The preliminary GDP estimate for the fourth quarter of 2008 is $11,599.4 billion (in 2000 dollars). That was 0.965% smaller than the third quarter — a figure commonly multiplied by four to convert it into a more dramatic 3.8% annual rate. But these quarterly rates are highly erratic, even in recessions, so converting them into compound annual rates is misleading if not foolhardy.


The table below compares recent quarterly GDP figures with those of 2000–2001.


The first quarter of 2001 and second quarter of 2008 look no worse than the third quarter of 2000. The second quarter of 2008 was stronger than the fourth quarter of 2000. Yet the entire years of 2001 and 2008 are labeled recessionary and 2000 is not.

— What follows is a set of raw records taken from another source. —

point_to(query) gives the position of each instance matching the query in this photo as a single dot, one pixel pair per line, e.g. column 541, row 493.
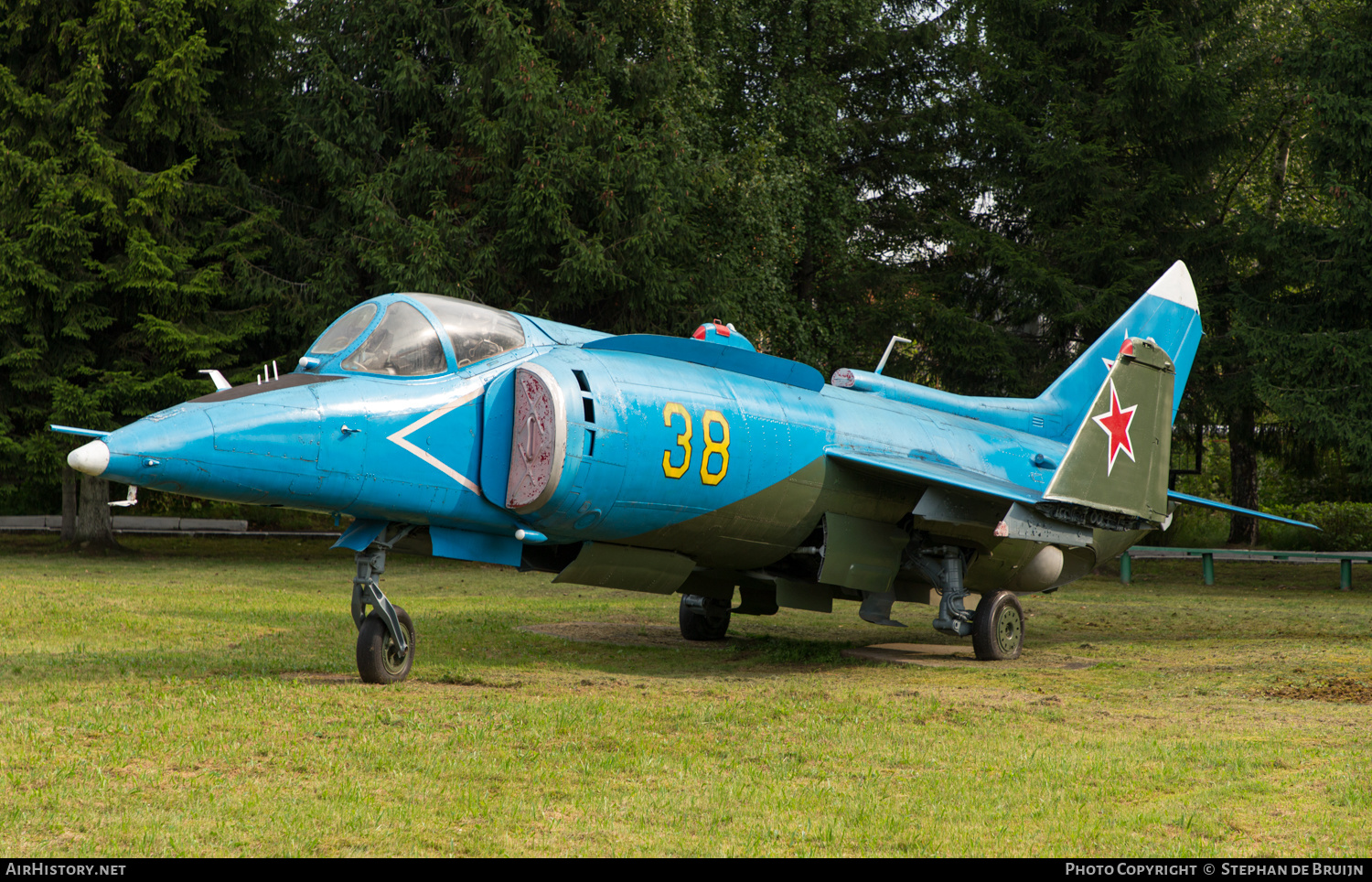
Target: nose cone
column 92, row 458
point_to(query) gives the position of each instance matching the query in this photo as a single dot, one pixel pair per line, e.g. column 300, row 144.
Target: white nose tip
column 91, row 458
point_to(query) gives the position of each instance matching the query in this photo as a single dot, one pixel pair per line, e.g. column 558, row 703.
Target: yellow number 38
column 708, row 420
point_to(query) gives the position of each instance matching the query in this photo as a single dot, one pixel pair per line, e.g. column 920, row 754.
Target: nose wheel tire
column 998, row 631
column 704, row 618
column 379, row 659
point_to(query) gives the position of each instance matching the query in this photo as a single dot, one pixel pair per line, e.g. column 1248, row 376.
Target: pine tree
column 128, row 225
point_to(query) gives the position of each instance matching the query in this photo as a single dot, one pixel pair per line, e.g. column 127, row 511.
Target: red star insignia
column 1116, row 425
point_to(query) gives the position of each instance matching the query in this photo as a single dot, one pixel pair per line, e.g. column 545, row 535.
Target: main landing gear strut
column 998, row 624
column 386, row 635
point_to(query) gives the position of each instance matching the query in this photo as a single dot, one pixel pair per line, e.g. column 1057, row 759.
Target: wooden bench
column 1207, row 555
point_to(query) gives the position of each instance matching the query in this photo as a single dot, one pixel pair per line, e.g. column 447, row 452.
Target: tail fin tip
column 1176, row 285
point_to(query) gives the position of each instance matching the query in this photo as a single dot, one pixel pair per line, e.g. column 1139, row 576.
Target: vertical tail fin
column 1168, row 313
column 1114, row 473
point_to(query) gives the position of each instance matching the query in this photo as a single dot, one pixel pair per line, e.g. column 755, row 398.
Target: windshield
column 405, row 345
column 477, row 331
column 342, row 332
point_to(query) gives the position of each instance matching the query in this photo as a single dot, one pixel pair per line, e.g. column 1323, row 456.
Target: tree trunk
column 69, row 505
column 1243, row 473
column 95, row 527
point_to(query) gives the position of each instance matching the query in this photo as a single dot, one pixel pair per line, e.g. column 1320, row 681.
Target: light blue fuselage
column 436, row 450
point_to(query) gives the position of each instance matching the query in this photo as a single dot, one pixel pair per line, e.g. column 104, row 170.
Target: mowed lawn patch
column 199, row 697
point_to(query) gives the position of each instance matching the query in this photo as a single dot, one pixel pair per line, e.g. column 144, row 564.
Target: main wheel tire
column 704, row 618
column 379, row 659
column 998, row 629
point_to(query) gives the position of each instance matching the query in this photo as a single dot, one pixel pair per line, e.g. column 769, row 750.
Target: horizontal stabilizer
column 1210, row 503
column 910, row 470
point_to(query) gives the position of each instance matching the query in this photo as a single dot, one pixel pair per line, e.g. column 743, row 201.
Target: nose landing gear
column 386, row 635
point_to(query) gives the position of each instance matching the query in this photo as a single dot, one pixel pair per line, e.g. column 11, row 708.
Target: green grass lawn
column 199, row 697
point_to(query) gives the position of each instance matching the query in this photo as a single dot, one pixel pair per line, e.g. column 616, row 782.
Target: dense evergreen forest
column 192, row 184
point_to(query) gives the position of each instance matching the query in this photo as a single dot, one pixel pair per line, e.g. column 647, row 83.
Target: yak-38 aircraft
column 686, row 465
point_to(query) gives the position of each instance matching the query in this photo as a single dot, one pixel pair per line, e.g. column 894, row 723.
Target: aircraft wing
column 1210, row 503
column 914, row 470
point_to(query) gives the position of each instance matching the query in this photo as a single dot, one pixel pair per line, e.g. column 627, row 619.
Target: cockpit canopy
column 417, row 335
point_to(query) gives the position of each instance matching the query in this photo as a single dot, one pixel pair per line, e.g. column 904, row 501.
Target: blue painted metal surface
column 653, row 434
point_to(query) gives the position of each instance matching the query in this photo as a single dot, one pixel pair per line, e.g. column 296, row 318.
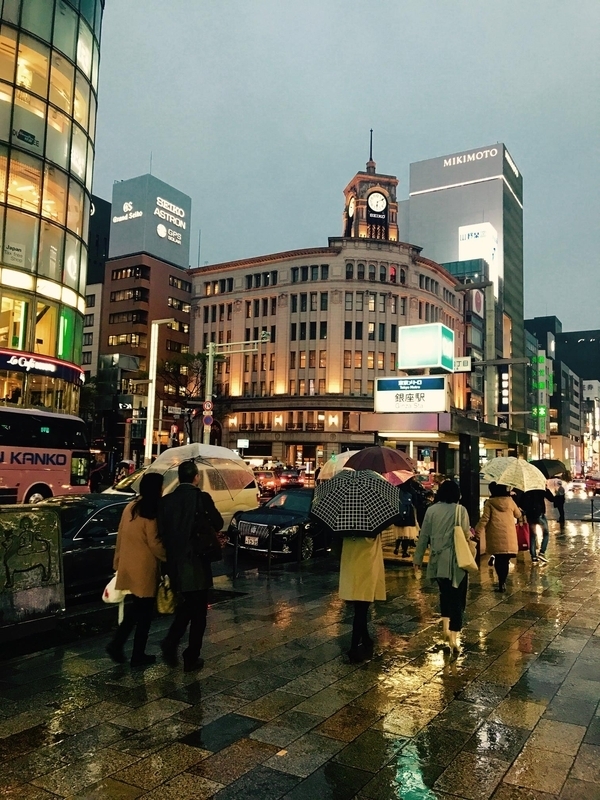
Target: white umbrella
column 515, row 472
column 335, row 464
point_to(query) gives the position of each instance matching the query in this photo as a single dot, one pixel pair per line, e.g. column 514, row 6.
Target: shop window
column 8, row 53
column 75, row 208
column 29, row 122
column 13, row 322
column 65, row 29
column 46, row 318
column 52, row 242
column 61, row 83
column 58, row 137
column 6, row 98
column 78, row 153
column 25, row 181
column 81, row 107
column 32, row 66
column 20, row 240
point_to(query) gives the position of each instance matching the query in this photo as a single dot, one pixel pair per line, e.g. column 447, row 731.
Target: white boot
column 446, row 628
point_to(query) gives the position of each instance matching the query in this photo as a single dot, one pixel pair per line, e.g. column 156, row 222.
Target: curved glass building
column 49, row 59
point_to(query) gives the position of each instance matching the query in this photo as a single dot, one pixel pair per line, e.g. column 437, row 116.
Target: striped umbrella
column 356, row 503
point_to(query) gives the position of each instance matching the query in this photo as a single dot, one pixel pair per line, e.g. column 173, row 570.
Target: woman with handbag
column 137, row 560
column 500, row 513
column 437, row 531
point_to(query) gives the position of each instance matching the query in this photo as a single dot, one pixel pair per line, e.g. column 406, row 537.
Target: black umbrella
column 359, row 503
column 550, row 467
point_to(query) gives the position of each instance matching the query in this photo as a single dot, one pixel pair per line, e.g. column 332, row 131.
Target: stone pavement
column 276, row 713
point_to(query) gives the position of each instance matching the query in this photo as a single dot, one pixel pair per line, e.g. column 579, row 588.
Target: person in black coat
column 185, row 514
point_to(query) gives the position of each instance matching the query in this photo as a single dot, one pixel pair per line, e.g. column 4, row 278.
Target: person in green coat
column 437, row 532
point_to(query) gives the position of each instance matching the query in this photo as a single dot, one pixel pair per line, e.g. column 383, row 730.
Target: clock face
column 377, row 201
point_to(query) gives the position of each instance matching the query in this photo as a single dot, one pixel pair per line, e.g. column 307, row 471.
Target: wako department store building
column 49, row 59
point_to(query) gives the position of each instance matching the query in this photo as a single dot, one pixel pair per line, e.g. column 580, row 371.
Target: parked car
column 89, row 525
column 268, row 482
column 592, row 484
column 291, row 477
column 287, row 517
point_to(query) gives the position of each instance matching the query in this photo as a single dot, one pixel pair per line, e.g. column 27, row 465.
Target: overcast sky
column 260, row 110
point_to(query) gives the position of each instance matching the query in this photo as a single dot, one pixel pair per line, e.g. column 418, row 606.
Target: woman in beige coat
column 362, row 580
column 500, row 513
column 137, row 561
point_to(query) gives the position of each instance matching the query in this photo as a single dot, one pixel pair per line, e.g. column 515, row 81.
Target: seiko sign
column 478, row 155
column 31, row 363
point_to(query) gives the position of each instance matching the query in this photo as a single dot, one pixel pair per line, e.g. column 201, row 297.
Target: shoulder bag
column 465, row 551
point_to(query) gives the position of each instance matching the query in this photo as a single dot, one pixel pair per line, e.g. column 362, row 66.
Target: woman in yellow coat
column 362, row 580
column 137, row 561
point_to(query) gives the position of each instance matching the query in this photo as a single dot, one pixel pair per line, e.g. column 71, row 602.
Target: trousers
column 138, row 615
column 453, row 601
column 192, row 610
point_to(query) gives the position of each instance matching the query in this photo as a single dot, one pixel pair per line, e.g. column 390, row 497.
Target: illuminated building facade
column 49, row 60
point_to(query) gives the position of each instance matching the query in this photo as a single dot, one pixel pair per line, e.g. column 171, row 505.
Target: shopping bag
column 523, row 535
column 165, row 597
column 465, row 550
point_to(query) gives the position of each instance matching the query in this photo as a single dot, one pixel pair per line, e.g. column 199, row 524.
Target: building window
column 178, row 283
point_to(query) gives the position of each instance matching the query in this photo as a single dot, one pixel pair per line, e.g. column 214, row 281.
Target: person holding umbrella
column 438, row 532
column 357, row 506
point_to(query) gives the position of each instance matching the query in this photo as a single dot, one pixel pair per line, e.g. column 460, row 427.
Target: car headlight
column 291, row 531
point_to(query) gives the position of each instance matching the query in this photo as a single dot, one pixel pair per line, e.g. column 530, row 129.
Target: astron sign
column 478, row 155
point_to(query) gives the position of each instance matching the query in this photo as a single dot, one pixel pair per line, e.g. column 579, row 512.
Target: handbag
column 113, row 595
column 523, row 535
column 165, row 597
column 465, row 550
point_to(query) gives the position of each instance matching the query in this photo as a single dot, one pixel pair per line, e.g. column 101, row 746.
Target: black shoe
column 116, row 653
column 143, row 661
column 169, row 653
column 190, row 666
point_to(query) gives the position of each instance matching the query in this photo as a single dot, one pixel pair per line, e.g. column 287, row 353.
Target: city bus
column 42, row 455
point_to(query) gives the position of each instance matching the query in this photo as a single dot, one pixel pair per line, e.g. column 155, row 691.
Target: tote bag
column 465, row 551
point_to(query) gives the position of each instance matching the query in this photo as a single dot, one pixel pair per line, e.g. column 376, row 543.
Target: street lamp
column 152, row 364
column 226, row 347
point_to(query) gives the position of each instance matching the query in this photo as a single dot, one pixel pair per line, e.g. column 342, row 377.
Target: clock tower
column 371, row 208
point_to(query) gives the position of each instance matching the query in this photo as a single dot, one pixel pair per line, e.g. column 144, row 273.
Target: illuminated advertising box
column 149, row 216
column 426, row 347
column 421, row 394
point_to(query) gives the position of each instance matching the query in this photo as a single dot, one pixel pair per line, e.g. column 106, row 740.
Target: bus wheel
column 38, row 493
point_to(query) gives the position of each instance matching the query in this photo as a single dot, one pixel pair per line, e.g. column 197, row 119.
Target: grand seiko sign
column 478, row 155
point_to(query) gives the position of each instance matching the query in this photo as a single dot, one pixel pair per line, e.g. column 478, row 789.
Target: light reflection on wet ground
column 277, row 712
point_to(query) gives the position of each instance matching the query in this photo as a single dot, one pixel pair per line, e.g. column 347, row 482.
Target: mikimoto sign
column 425, row 394
column 426, row 347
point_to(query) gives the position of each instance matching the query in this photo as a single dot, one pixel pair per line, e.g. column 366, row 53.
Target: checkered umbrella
column 356, row 503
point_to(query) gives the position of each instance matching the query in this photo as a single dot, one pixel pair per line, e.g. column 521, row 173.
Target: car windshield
column 291, row 501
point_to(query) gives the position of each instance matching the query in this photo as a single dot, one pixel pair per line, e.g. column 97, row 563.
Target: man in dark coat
column 185, row 513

Percentage Changes in Real GDP

Quarterly Annualized
2000 III -0.115 -0.5%
2000 IV 0.52 2.1%
2001 I -0.123 -0.5%
2001 II 0.307 1.2%
2001 III -0.352 -1.4%
2001 IV 0.395 1.6%
2008 II 0.699 2.8%
2008 III -0.127 -0.5%
2008 IV -0.965 -3.8%


Looking at any extended period, such as the 2000–2001 figures or the 2008 figures, shows why annualized quarterly changes are a very poor guide to future trends. It makes no more sense to use this figure to suggest the economy will keep falling at a 3.8% rate than it would have been to cite the second quarter figure as evidence the economy would keep rising at a 2.8% rate.


The annualized fall in GDP in the first quarter of 1982 was 6.4%, yet the overall drop between the peak and trough quarters of that deep recession was only 2.3%. The annualized drop in first quarter of 1975 was 4.7%, yet that overall cyclical decline was 3.1%.